P-952 - Candidate genes for pharmacogenetic management of methadone optimal dose

Introduction Methadone, a Mu-opioid receptor agonist, is currently used as a maintenance treatment in opioid dependant patients. However, its therapeutic index is narrow, and side effects are life threatening. Non-optimal dosing results in withdrawal symptoms and further heroin craving and use. The optimal dose is defined as the dose necessary to obtain a stable substitution. This optimal maximal dose can then be decreased, the final goal being to stop substitution. Objectives To identify factors to optimize the methadone optimal daily dose. Aims We aimed to identify genetic variants (SNP) associated with the methadone optimal dose. In a candidate gene approach, we focused on OPRM1 , which encodes the opioid receptor Mu, and on DRD2/ANKK1 SNP's, implied in the reward dopaminergic signalling. Methods Caucasians patients (n = 98) followed for methadone maintenance treatment were included in this prospective study. Candidate SNPs were genotyped ( ANKK1 : TaqI A; DRD2 : c.957C>T; OPRM1 : c.A118G). The plasmatic methadone level was determined using mass spectrometry in 59 patients.

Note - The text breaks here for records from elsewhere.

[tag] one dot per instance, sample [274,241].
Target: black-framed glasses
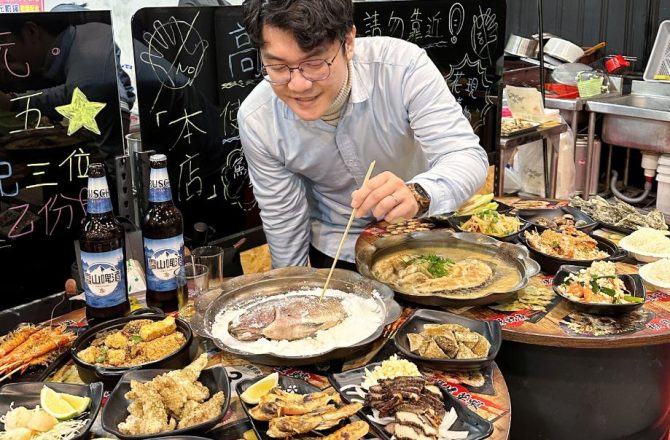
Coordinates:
[311,70]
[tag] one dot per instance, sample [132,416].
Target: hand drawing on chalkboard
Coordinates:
[484,32]
[456,21]
[175,52]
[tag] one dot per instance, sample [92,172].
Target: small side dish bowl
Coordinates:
[633,284]
[457,221]
[587,224]
[416,323]
[647,273]
[550,264]
[116,409]
[27,394]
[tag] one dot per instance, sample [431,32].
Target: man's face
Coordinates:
[308,99]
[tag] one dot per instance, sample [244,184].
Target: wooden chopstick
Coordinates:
[344,236]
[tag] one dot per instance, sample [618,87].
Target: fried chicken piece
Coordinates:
[203,411]
[157,329]
[281,427]
[116,340]
[177,391]
[116,357]
[89,354]
[160,347]
[148,415]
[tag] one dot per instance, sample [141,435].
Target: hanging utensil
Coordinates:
[344,236]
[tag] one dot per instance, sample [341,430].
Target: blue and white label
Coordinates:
[163,257]
[104,278]
[159,186]
[98,196]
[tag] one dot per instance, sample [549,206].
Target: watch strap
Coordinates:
[421,197]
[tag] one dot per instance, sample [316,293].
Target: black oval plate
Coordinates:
[633,284]
[116,409]
[289,384]
[550,264]
[457,221]
[489,329]
[477,427]
[28,394]
[532,217]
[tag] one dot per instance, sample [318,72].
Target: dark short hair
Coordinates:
[313,23]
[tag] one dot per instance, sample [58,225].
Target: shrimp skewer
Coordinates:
[36,349]
[16,338]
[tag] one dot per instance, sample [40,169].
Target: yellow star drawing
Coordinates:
[81,112]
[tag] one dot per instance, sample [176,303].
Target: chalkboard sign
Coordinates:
[464,39]
[194,67]
[59,111]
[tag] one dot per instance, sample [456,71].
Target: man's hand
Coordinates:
[387,197]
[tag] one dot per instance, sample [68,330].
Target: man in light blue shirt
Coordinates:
[330,105]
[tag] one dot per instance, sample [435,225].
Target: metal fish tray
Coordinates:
[517,256]
[245,288]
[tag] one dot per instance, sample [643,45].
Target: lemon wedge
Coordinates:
[253,394]
[249,435]
[53,404]
[79,403]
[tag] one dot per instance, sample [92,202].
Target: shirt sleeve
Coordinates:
[457,163]
[282,199]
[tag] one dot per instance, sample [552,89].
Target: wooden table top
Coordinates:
[491,401]
[562,325]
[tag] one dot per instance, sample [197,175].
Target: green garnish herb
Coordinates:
[437,266]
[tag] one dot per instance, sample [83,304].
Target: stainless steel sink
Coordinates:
[636,121]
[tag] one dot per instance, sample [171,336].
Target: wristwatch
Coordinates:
[421,197]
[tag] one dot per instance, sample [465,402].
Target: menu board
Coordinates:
[194,67]
[464,39]
[59,111]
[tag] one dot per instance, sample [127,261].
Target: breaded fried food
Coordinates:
[160,347]
[116,340]
[170,401]
[147,412]
[155,330]
[202,411]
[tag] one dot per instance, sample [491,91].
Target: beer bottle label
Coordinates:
[104,278]
[98,196]
[163,257]
[159,186]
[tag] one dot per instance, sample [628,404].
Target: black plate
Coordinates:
[551,264]
[109,376]
[532,216]
[552,204]
[478,427]
[28,394]
[457,221]
[633,284]
[116,409]
[231,431]
[489,329]
[289,384]
[621,229]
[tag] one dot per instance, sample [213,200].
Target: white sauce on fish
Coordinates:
[364,316]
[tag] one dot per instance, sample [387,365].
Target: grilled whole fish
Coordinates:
[287,318]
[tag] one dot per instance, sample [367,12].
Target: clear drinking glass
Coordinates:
[192,280]
[212,257]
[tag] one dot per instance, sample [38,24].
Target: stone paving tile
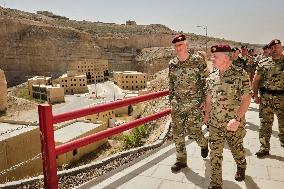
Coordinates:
[276,174]
[267,184]
[154,171]
[256,171]
[164,172]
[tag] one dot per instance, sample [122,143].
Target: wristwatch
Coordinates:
[237,118]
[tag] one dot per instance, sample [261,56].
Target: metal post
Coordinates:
[48,146]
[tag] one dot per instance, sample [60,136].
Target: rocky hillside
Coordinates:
[43,43]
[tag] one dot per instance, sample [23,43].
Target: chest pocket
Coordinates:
[187,78]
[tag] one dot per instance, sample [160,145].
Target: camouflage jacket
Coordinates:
[272,73]
[226,91]
[241,62]
[187,79]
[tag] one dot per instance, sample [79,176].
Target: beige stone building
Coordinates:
[104,117]
[95,70]
[52,94]
[73,84]
[22,142]
[131,23]
[3,92]
[38,80]
[74,131]
[19,144]
[131,80]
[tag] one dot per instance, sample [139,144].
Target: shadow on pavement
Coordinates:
[250,184]
[253,109]
[275,157]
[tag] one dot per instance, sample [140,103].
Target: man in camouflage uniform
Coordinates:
[251,64]
[269,82]
[187,73]
[227,101]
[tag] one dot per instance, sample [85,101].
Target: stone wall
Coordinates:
[29,48]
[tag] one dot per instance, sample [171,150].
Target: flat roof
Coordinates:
[73,131]
[77,76]
[8,130]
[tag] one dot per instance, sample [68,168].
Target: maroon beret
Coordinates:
[274,42]
[235,49]
[265,47]
[178,38]
[220,48]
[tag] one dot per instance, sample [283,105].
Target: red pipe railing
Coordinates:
[47,119]
[104,107]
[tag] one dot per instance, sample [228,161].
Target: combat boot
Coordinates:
[204,152]
[261,154]
[178,166]
[240,174]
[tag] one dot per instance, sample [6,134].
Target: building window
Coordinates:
[75,152]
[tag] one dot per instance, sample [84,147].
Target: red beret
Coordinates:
[220,48]
[178,38]
[235,49]
[274,42]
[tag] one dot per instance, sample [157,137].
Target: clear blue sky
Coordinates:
[253,21]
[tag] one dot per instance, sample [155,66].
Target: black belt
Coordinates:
[263,90]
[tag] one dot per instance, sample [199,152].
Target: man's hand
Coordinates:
[233,125]
[206,118]
[202,106]
[257,99]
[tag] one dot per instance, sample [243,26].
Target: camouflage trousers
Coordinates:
[191,119]
[269,106]
[217,137]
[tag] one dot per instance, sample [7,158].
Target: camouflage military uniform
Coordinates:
[226,91]
[272,99]
[186,84]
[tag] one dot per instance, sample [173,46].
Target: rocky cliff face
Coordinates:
[30,48]
[36,44]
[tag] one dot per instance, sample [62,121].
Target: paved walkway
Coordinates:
[153,171]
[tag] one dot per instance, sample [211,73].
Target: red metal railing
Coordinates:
[47,119]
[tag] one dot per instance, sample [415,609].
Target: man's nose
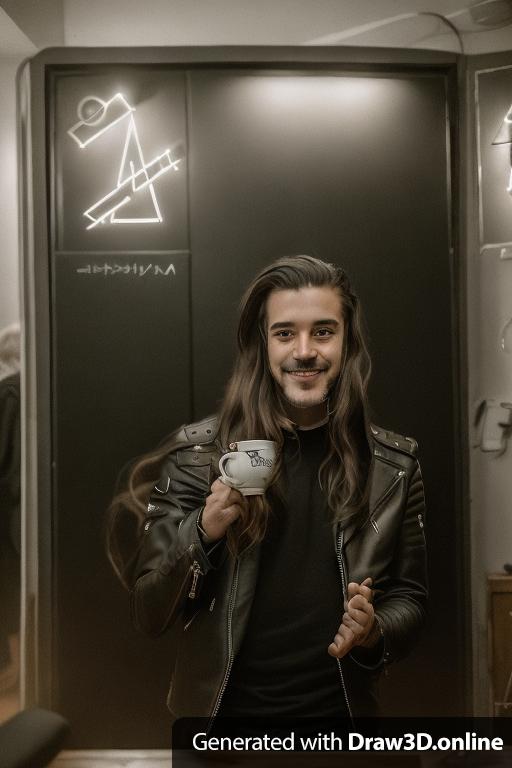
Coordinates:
[304,348]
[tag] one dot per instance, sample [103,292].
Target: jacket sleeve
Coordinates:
[401,608]
[171,558]
[401,597]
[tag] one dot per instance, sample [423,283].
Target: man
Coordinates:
[293,601]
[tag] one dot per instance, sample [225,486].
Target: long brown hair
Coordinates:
[252,408]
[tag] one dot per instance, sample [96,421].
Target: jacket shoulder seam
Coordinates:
[394,441]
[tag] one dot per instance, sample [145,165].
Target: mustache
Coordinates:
[300,366]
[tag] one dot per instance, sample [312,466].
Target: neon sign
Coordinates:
[136,176]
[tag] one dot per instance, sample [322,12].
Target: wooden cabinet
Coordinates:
[500,635]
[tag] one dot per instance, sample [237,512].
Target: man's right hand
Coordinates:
[222,507]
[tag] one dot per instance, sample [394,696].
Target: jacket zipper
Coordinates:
[224,683]
[196,569]
[339,554]
[384,498]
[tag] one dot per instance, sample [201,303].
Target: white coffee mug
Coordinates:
[249,467]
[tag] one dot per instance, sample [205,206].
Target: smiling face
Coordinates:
[305,346]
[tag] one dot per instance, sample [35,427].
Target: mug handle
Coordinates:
[223,459]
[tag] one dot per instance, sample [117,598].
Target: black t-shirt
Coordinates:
[283,667]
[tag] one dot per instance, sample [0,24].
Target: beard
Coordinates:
[306,398]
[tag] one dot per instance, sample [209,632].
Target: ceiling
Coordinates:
[433,24]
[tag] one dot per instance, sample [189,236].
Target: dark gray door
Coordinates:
[350,168]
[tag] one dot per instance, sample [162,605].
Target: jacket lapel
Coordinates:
[382,477]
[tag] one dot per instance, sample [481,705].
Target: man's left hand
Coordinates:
[358,619]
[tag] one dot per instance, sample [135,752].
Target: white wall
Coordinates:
[9,284]
[14,47]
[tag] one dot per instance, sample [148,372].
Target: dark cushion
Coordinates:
[31,739]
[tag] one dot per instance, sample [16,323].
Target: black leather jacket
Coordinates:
[175,579]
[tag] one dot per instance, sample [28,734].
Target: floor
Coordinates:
[114,758]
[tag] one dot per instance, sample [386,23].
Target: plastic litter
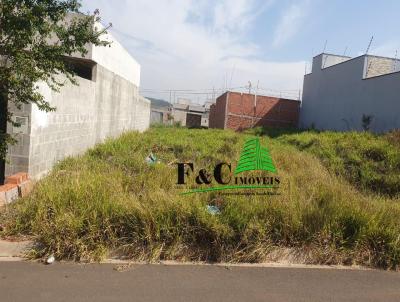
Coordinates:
[151,159]
[213,210]
[50,259]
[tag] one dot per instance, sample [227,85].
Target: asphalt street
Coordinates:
[28,281]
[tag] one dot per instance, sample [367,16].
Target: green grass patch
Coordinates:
[370,162]
[111,200]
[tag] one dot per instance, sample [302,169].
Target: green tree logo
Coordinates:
[254,157]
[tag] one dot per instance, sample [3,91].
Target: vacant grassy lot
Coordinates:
[110,199]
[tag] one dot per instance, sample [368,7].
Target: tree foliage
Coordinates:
[35,38]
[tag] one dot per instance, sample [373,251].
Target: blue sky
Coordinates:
[201,44]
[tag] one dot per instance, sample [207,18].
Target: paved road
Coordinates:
[25,281]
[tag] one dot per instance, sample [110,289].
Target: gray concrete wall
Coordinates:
[336,97]
[85,115]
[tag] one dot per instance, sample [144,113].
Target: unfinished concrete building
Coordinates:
[239,111]
[190,115]
[104,104]
[340,91]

Results Two polymorphisms were significantly associated to the optimal methadone doses: OPRM1 c.A118G (p = 0.03) and DRD2 TaqI A (p = 0.035). The TaqIA polymorphism is located within ANKK1 , which encodes a serine threonine kinase which role remains elusive. Its molecular link to methadone pharmacodynamy remains to be established. None of these polymorphisms was associated neither to the current methadone doses, nor to the methadone plasmatic concentration. Conclusion This description is the first step to optimize the prescription of methadone in caucasian populations.